You would like my dream world. The Coca-Cola is always cold, but not too and it is served by smiling women with wonderous hip to waist ratios with large..., anyway like there ain't no gravity there. And there is always a tailwind and I never miss a prarie dog, ever. You should come.
Like I said, we mostly always agree. Just check your last sentence.
That is what I do, bring laughter to the world. But the health care industry isn't run by docs, it is run by MBAs. But in any event lawyers and docs have ethical standards that most of them are quite serious about. And the prospect of losing license or being disbarred for not meeting those standards is taken very seriously by them. Some of them, many of them maybe, aren't so good, but enough are that docs are highly respected and parents still are quite happy when their children go into the law.

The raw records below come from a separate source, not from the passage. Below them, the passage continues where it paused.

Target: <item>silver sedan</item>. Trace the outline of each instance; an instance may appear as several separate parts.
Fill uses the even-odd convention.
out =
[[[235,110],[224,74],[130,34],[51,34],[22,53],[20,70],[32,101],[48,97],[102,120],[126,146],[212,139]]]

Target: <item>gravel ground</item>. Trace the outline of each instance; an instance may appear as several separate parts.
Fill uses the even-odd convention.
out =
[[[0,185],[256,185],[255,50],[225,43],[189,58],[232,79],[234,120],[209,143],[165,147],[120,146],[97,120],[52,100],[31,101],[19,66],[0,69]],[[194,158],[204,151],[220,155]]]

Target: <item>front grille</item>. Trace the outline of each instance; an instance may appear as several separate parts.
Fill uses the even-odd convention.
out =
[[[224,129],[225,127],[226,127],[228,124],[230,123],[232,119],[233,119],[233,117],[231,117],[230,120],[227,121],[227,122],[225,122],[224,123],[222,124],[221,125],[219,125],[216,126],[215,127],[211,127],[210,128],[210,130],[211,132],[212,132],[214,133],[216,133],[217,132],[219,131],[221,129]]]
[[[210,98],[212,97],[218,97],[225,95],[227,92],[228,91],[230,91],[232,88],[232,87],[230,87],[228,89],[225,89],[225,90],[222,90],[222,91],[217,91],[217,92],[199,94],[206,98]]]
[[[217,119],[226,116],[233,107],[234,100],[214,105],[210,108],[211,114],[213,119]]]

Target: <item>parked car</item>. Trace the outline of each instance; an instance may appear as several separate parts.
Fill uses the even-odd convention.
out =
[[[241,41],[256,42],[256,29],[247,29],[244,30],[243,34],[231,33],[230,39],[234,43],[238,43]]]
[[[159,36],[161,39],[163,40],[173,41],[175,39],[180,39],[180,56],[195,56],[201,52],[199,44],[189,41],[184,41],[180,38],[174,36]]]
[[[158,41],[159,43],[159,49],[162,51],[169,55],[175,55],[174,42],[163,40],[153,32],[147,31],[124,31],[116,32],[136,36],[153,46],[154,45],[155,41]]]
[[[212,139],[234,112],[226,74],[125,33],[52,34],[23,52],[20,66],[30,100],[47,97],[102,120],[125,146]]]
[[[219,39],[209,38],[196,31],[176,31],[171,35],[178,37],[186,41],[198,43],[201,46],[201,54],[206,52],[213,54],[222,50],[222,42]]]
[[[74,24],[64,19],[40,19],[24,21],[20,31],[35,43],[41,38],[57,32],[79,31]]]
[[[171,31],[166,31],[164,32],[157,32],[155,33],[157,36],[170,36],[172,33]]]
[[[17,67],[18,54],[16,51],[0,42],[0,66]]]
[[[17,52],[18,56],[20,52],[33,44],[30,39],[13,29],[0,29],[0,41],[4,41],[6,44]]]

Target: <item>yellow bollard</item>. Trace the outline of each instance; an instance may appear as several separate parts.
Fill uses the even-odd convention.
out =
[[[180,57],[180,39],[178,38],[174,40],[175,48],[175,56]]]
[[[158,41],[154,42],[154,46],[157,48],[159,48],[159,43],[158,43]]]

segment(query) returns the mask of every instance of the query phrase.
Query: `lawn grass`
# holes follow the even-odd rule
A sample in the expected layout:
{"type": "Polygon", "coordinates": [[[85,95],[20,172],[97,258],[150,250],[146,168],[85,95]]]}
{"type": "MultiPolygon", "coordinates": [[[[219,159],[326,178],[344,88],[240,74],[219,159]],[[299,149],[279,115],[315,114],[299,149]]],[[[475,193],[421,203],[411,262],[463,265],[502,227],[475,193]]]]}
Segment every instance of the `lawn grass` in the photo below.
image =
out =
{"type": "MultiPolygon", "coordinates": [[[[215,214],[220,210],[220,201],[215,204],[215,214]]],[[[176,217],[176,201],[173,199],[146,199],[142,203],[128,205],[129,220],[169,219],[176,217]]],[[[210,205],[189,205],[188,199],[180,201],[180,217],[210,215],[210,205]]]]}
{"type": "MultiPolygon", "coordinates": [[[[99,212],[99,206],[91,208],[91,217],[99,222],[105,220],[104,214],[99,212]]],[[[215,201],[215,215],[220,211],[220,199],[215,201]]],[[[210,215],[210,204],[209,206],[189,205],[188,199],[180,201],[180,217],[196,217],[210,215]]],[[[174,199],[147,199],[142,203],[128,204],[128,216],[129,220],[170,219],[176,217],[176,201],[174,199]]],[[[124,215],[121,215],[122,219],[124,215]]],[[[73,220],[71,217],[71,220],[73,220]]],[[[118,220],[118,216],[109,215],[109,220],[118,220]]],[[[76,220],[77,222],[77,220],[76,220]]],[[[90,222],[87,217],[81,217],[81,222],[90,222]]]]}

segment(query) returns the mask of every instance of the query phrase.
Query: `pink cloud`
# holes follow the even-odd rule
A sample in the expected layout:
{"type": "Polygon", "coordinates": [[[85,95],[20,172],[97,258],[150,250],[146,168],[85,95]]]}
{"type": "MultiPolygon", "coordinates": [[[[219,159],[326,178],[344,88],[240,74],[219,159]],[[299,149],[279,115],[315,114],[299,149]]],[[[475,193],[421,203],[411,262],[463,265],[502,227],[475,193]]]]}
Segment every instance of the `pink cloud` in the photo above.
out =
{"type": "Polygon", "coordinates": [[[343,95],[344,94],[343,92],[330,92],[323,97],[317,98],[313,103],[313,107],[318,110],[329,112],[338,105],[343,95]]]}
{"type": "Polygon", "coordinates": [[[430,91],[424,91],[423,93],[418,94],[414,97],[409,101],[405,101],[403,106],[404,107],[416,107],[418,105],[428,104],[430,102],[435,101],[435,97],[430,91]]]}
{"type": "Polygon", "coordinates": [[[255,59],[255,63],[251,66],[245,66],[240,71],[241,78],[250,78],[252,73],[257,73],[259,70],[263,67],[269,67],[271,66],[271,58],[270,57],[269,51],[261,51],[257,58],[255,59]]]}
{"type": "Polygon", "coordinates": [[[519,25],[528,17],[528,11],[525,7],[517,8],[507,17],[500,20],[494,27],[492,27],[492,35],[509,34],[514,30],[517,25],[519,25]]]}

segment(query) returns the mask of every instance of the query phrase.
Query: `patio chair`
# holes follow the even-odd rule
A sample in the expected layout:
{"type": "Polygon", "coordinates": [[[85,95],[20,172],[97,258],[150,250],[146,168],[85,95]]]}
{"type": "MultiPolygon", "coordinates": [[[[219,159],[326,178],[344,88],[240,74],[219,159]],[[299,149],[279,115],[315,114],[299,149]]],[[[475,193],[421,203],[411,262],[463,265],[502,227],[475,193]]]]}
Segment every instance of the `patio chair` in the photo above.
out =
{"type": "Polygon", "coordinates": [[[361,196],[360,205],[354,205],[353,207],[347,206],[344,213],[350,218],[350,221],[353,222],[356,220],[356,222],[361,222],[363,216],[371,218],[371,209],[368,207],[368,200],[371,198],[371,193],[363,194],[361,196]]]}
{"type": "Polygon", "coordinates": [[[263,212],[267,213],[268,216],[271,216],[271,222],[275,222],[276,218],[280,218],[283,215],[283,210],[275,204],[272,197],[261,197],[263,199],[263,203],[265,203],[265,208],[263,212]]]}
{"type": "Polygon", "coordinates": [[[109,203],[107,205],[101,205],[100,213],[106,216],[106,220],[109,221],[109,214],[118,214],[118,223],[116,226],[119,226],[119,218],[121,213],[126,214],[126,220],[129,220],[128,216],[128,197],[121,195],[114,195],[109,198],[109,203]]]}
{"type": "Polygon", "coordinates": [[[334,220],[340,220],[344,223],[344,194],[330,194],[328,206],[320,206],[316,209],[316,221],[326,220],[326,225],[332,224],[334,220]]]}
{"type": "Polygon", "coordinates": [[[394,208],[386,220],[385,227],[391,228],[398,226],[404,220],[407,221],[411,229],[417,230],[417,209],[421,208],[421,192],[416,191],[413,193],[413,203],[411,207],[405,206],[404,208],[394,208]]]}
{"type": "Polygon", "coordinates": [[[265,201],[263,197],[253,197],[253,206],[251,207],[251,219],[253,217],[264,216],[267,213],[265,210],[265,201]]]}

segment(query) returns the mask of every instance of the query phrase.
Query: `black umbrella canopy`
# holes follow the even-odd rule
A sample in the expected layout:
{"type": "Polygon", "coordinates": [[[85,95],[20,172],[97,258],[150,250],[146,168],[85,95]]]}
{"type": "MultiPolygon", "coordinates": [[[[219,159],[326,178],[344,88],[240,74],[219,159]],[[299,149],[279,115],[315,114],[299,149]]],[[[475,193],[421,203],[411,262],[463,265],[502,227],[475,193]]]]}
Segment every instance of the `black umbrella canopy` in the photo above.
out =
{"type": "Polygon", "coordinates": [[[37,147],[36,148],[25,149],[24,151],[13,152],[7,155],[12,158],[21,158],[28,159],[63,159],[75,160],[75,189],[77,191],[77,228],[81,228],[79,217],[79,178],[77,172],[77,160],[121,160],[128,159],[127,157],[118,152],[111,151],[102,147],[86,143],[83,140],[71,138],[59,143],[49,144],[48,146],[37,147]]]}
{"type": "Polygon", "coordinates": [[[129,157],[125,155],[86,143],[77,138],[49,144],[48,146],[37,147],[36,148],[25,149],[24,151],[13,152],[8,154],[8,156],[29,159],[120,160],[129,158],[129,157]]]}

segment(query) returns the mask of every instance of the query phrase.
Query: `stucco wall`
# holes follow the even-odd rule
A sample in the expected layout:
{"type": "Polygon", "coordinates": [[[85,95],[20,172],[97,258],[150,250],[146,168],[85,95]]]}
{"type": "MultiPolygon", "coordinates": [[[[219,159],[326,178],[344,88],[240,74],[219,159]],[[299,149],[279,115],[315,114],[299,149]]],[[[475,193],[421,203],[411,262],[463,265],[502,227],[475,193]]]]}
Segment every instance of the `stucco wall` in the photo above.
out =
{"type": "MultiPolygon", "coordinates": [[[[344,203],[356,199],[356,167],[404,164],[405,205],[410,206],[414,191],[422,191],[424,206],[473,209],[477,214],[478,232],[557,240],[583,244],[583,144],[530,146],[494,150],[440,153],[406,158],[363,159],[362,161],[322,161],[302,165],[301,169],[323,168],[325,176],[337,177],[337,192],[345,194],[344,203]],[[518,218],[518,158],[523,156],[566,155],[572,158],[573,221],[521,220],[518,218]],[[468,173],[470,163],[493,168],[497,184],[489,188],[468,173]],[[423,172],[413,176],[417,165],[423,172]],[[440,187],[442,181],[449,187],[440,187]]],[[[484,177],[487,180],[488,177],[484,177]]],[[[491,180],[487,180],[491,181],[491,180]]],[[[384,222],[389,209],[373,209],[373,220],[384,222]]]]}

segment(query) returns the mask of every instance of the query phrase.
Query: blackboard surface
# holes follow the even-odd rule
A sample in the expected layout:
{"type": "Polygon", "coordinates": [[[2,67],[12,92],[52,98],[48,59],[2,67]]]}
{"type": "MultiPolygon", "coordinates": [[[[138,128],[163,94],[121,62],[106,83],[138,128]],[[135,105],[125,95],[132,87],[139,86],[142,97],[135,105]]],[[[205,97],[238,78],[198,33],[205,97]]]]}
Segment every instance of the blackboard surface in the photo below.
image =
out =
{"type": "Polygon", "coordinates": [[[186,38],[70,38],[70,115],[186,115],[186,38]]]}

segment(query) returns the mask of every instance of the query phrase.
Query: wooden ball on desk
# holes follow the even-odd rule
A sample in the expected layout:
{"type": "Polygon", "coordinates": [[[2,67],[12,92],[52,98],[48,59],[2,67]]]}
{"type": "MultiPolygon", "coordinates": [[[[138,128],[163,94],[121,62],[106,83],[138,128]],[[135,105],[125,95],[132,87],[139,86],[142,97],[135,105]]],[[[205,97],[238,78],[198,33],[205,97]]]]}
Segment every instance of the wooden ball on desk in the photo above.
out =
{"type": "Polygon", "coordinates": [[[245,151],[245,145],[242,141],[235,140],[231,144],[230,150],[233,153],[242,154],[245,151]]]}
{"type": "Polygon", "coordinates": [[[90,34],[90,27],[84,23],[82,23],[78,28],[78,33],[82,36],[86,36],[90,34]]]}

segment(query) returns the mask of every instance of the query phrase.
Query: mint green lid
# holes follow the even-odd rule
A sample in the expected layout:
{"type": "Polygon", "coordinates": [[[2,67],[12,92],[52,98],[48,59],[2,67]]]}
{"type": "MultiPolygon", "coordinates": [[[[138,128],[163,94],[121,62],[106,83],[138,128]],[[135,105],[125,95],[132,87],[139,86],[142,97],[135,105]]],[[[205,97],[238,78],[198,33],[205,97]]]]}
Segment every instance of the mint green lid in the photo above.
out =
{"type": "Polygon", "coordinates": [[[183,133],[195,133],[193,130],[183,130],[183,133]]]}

You're wrong about the level of professionalism of lawyers and docs vs. the stars and multi-stars. There are legions of lawyers who will fight other lawyers on matters of law and basic justice. Docs upend the conventional practice of medicine on a regular basis. That is how the field progresses. Our multi-stars in my view, remember that I am dreamy and miss a lot, fight tooth and claw to maintain the status-quo. I don't ever see any star or multi-star saying, "Boy did we screw up." of "Boy was that guy an idiot." The lower down officers will say that, but not the high boys. If that has happened regularly, I missed it again.
Well, I do miss a lot. But no, I haven't missed the point. While all you say may be true, it is beside the point. It is a given. That is the way those guys are. We went over there and we decided to do what we have done. If we haven't taken what they are like into account, that is our fault. And it is a failure of the professional military. What training should have been done wasn't. What units should have been doing the training weren't. The counter intelligence that should have seen some of this coming didn't. What limits on troop behavior that should have been emplaced (sic) and enforced weren't. Shoot, some of this may have been caused because Afghans are offended by cursing. It may be smirking fashionable to say that is impossible to control but it isn't. That it wasn't seen to be important and controlled is a failure of the professional military that may have cost lives.
Sometimes it seems to me that this problem is being presented as an inevitability. I don't think it was inevitable. I think we did an awful lot to bring it on ourselves. The trouble with presenting it as inevitable is that that is a cop-out. It is an excuse for and a rationalization of human failure, avoidable human failure. Improvement can't come unless it is acknowledged that things indeed can be improved. Viewing these things as inevitable is just throwing up hands and saying "Don't blame me. Nothing could have been done anyway." That's a cop-out.